Треснул уголек костра, и Бекет очнулся, глубоко вздохнул. В голове прояснилось, и он вдруг осознал, как хорошо подействовал бальзам. Теперь ее руки порождали новый жар.
Катье тоже остро ощущала под своими руками этот могучий торс. Его горячая кожа быстро впитывала прохладный бальзам. От трения чуть покалывало кончики пальцев.
При виде длинных старых рубцов у него на спине она: вновь содрогнулась. Да, такие можно было оставить только кнутом. Он напрягся, мышцы под ее руками превратились в сталь, и пальцы Катье поспешно заскользили вверх по спине.
Незнакомое тепло разливалось от ее рук к плечам, груди, к животу. Катье нахмурилась и поменяла позу: видно, она придвинулась слишком близко к огню.
Торн без предупреждения перекатился на спину, и вместо бока ее пальцы очутились на твердом плоском животе.
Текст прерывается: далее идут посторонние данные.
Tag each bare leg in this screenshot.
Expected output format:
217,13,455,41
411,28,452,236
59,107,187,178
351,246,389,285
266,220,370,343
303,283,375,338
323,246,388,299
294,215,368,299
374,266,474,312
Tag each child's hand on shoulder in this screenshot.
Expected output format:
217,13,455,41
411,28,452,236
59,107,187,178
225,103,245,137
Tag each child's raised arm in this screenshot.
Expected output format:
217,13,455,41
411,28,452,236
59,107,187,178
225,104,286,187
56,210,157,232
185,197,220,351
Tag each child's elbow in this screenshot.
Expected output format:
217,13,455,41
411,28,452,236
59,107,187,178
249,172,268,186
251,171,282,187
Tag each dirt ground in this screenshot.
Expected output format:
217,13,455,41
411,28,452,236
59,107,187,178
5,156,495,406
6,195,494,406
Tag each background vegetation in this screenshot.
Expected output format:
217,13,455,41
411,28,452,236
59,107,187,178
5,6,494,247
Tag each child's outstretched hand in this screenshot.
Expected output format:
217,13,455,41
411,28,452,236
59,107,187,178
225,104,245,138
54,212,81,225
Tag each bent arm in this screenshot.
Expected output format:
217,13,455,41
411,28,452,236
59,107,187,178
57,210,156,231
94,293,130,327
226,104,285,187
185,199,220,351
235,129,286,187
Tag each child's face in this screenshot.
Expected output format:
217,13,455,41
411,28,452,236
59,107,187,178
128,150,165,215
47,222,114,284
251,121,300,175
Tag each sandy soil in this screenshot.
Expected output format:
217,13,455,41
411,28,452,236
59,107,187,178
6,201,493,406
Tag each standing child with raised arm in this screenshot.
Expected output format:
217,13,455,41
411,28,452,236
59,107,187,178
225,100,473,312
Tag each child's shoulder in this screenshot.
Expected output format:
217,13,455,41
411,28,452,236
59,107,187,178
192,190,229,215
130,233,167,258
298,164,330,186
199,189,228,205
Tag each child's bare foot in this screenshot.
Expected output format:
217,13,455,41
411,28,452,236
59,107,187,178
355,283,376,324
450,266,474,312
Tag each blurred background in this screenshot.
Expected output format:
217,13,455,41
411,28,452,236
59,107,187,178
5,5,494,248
Охватившее его пламя разгорелось еще жарче при виде склонившейся над ним золотоволосой женщины. Он легко поймал ее запястье; она вздрогнула и отстранилась. Он едва дотронулся до нее, а в огромных серых глазах уже полыхнула страсть.
Руки его скользнули ей на плечи и чуть притянули к себе. Большие пальцы ласково погладили тонкие выступающие ключицы. Она наклонилась, почти касаясь его своим телом.
Он провел рукой вверх по ее шее и погрузил пальцы в золотистые волосы. До чего же прекрасно это лицо, подсвеченное пламенем костра! Очень осторожно он пригнул ее голову еще ниже. Ресницы затрепетали, губы медленно приоткрылись.
Катье забыла дышать. Ни мыслей, ни образов, только разлитое по всему телу тепло...
Их губы соприкоснулись легко и нежно. Он чуть отодвинулся, и сквозь сомкнутые веки она почувствовала взгляд, ощупывающий ее лицо. Но не шевельнулась, зачарованная колдовством летней ночи.
Потом услышала, как он перевел дух. Руки крепче обхватили ее, а губы вернулись к губам. Теперь в его губах точно скопился раскаленный пламенем костра воздух. Язык, проникающий в скрытые глубины ее рта, то и дело отступал, чтобы тух же еще настойчивей заявить о своих правах. Пальцы забрались внутрь корсажа, к обнаженной груди.
Какая сладкая истома! Он оторвался от ее губ и стал покрывать поцелуями лицо и шею. С каждым новым поцелуем она таяла и растворялась в его страстной силе.
Язык ласкал нежную кожу у нее за ухом, зубы прикусили мочку. Катье будто пронзила молния; из труди вырвался стон, удивленный и беспомощный.
Ее руки легли ему на плечи, пробежались по выпуклым мышцам. Она поцеловала его в шею, потом за ухом, слизывая языком следы своих поцелуев, пробуя его на вкус, словно терпкое вино.